How do linacs work?

How does the equipment work? The linear accelerator uses microwave technology (similar to that used for radar) to accelerate electrons in a part of the accelerator called the “wave guide,” then allows these electrons to collide with a heavy metal target to produce high-energy x-rays.

What do you mean by tomotherapy?

Listen to pronunciation. (toh-mah-THAYR-uh-pee) A type of therapy in which radiation is aimed at a tumor from many different directions. The patient lays on a table and is moved through a donut-shaped machine.

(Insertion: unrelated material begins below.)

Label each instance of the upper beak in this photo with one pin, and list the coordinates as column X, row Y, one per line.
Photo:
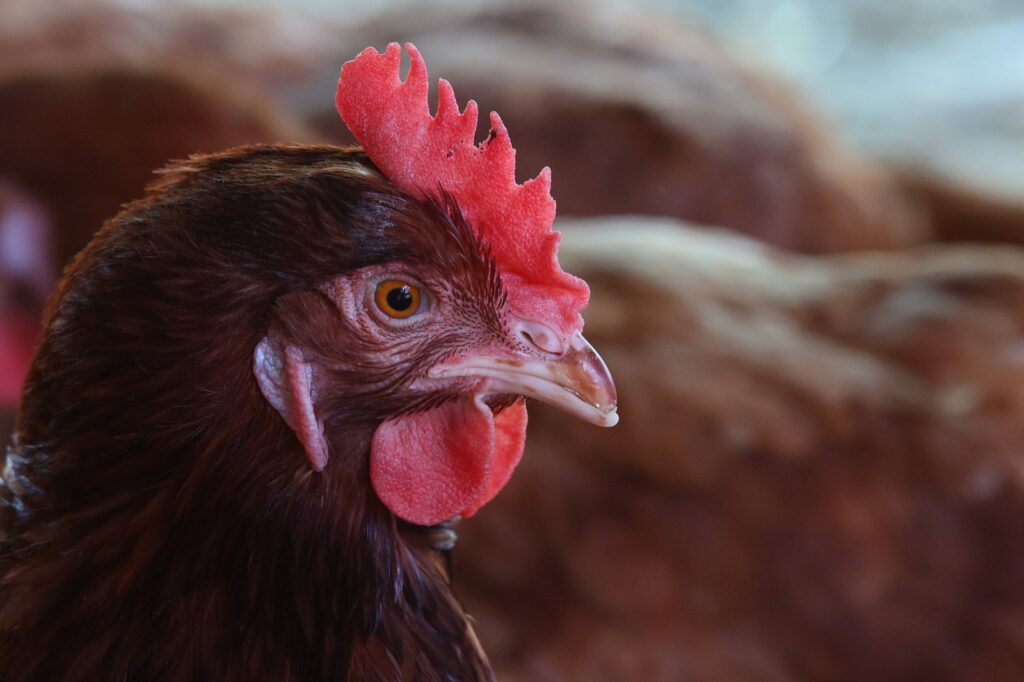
column 577, row 380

What’s a particle accelerator do?

A particle accelerator is a special machine that speeds up charged particles and channels them into a beam. When used in research, the beam hits the target and scientists gather information about atoms, molecules, and the laws of physics.

Who invented the Linac?

Lucky for one young cancer patient in 1956 that Henry Kaplan, MD, had already come to Stanford with an unusual goal: to turn a device used by the physicists on campus—the linear accelerator—into a tool for fighting cancer.

What cancers are treated with IMRT?

Which cancers can be treated with IMRT? IMRT is used at MSK most often to treat prostate cancer, head and neck cancers, lung cancer, brain cancer, gastrointestinal cancers, and breast cancer, in part because these tumors tend to be located close to critical organs and tissues in the body.

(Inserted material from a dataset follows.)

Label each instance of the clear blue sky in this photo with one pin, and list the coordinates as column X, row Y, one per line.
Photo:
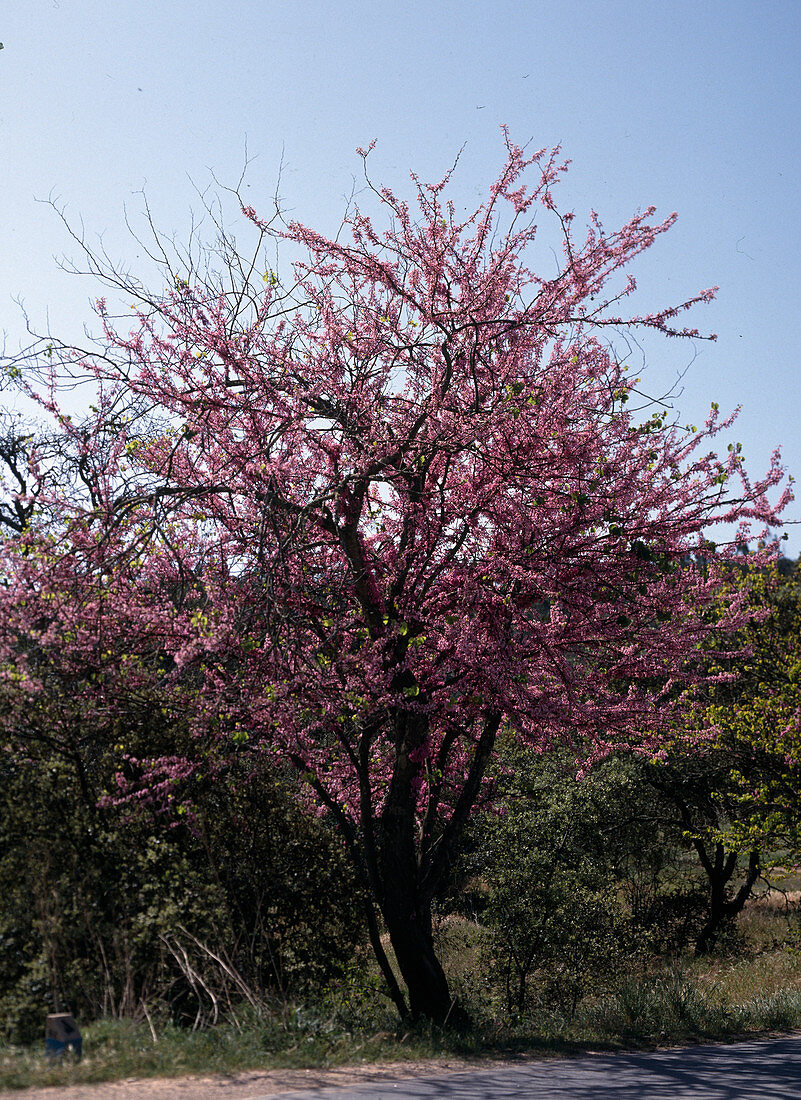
column 691, row 106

Is IMRT effective for all tumors?

Radiation therapy, including IMRT, damages the DNA and stops cancer cells from dividing and growing, thus slowing or stopping tumor growth. In many cases, radiation therapy is capable of killing all of the cancer cells, thus shrinking or eliminating tumors.

Is TomoTherapy a linac?

Tomotherapy is a radiation therapy modality, in which the patient is scanned across a modulated strip-beam, so that only one “slice” (Greek prefix “tomo-”) of the target is exposed at any one time by the linear accelerator (linac) beam.